Dokumen yang perlu disiapkan untuk proses pengajuan meliputi KTP, Kartu Keluarga, surat keterangan tidak mampu dari kelurahan (jika diminta), serta dokumen pendukung lain seperti foto kondisi rumah. Proses verifikasi biasanya memakan waktu beberapa minggu hingga beberapa bulan, tergantung pada jadwal pemutakhiran data di masing-masing daerah.

FAQ (Pertanyaan yang Sering Diajukan)

1. Bagaimana cara tercepat untuk cek bansos Februari 2026?

Cara tercepat adalah melalui situs resmi cekbansos.kemensos.go.id. Cukup masukkan data wilayah dan nama lengkap sesuai KTP, lalu klik “Cari Data”. Hasilnya akan muncul dalam hitungan detik selama server tidak mengalami gangguan.

2. Apa perbedaan DTKS dan DTSEN yang berlaku pada 2026?

DTKS adalah basis data lama yang dikelola Kemensos, sedangkan DTSEN adalah basis data baru yang dikelola BPS dan sudah disinkronkan dengan data kependudukan berbasis KTP. Pada tahun 2026, penyaluran bansos mengacu pada DTSEN untuk memastikan data lebih akurat dan tepat sasaran.
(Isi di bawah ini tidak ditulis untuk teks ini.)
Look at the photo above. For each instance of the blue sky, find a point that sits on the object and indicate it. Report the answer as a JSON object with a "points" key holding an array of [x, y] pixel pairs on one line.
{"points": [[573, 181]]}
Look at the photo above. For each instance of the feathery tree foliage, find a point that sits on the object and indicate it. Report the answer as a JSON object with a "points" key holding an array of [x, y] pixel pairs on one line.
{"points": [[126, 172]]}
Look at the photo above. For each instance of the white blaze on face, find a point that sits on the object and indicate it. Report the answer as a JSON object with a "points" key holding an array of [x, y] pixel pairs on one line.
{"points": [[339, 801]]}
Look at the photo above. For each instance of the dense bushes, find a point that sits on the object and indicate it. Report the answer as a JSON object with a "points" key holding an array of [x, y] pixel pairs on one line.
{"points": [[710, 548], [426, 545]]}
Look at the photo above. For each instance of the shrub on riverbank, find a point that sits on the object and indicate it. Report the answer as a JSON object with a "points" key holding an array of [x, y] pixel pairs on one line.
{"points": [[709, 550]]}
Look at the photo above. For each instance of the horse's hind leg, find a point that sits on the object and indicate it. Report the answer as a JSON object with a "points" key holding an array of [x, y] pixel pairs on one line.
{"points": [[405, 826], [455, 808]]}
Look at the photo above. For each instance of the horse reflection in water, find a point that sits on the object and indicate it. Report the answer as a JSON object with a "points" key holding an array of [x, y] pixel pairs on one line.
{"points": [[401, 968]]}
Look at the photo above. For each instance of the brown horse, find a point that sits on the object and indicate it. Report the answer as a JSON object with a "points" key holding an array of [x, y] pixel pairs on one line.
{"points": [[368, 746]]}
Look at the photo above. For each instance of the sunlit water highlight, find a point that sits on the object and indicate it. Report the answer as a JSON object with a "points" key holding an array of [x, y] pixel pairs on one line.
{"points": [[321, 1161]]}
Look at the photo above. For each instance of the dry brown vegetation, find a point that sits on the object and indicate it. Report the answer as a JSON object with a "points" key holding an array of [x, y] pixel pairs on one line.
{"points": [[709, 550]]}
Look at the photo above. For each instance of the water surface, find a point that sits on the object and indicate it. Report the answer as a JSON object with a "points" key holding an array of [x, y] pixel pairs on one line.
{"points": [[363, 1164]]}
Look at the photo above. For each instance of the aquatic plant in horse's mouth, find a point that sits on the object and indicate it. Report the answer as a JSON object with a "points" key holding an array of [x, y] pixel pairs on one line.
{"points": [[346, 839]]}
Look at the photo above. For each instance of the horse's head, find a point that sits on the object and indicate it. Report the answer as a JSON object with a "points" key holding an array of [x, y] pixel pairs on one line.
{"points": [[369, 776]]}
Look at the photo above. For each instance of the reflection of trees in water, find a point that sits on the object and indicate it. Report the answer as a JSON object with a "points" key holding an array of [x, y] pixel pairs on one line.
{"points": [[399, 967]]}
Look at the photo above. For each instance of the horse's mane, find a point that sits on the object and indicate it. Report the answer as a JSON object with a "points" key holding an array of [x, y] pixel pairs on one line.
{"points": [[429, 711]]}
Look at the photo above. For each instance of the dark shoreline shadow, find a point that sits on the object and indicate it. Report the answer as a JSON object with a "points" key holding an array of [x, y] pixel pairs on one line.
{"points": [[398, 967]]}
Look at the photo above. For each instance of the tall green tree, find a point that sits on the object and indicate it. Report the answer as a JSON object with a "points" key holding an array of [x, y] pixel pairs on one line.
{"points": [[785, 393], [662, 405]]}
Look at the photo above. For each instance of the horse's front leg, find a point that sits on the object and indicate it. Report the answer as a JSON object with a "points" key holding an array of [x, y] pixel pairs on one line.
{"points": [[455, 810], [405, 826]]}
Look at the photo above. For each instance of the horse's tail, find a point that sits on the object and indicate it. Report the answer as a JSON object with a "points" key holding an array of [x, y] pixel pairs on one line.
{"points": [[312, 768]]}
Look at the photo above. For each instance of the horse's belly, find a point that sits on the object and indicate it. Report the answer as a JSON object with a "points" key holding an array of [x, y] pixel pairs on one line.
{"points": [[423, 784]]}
3. Kapan jadwal pencairan bansos BPNT Februari 2026?

Pencairan BPNT tahap pertama 2026 mencakup periode Januari hingga Maret dengan total Rp 600.000 yang dicairkan sekaligus. Jadwal pasti pencairan di masing-masing wilayah bisa berbeda, sehingga disarankan memantau informasi dari bank penyalur atau kantor pos terdekat.

4. Apa yang harus dilakukan jika nama terdaftar tetapi belum menerima bantuan?

Jika nama terdaftar sebagai penerima tetapi bantuan belum diterima, segera hubungi bank penyalur untuk mengecek status rekening atau saldo. Bisa juga melapor ke kantor desa, Dinas Sosial, atau menghubungi call center Kemensos di nomor 171 untuk mendapatkan informasi lebih lanjut.

5. Berapa desil maksimal yang bisa menerima BPNT pada 2026?

Per tahun 2026, penerima BPNT dibatasi hanya untuk masyarakat yang masuk dalam desil 1 hingga 4. Sebelumnya, program ini mencakup hingga desil 5. Perubahan ini dilakukan agar bantuan lebih tepat sasaran dan menjangkau kelompok paling membutuhkan.

Mengecek status penerima bansos Kemensos Februari 2026 bisa dilakukan dengan mudah melalui berbagai kanal, baik secara online lewat situs cekbansos.kemensos.go.id dan aplikasi Cek Bansos, maupun secara offline dengan mendatangi kantor desa atau Dinas Sosial setempat. Dengan adanya perubahan basis data ke DTSEN dan penyesuaian kriteria desil penerima, masyarakat diimbau untuk aktif memeriksa statusnya secara berkala agar tidak ketinggalan informasi pencairan.

Pastikan selalu menggunakan kanal resmi milik Kemensos untuk melakukan pengecekan dan hindari mengakses situs atau aplikasi tidak resmi yang berpotensi menjadi modus penipuan. Jika merasa berhak tetapi belum terdaftar, segera ajukan diri melalui mekanisme yang telah disediakan pemerintah agar bisa diproses pada periode penyaluran berikutnya.

Disclaimer: Informasi dalam artikel ini bersifat umum dan dapat berubah sewaktu-waktu. Selalu verifikasi dengan sumber resmi terkait.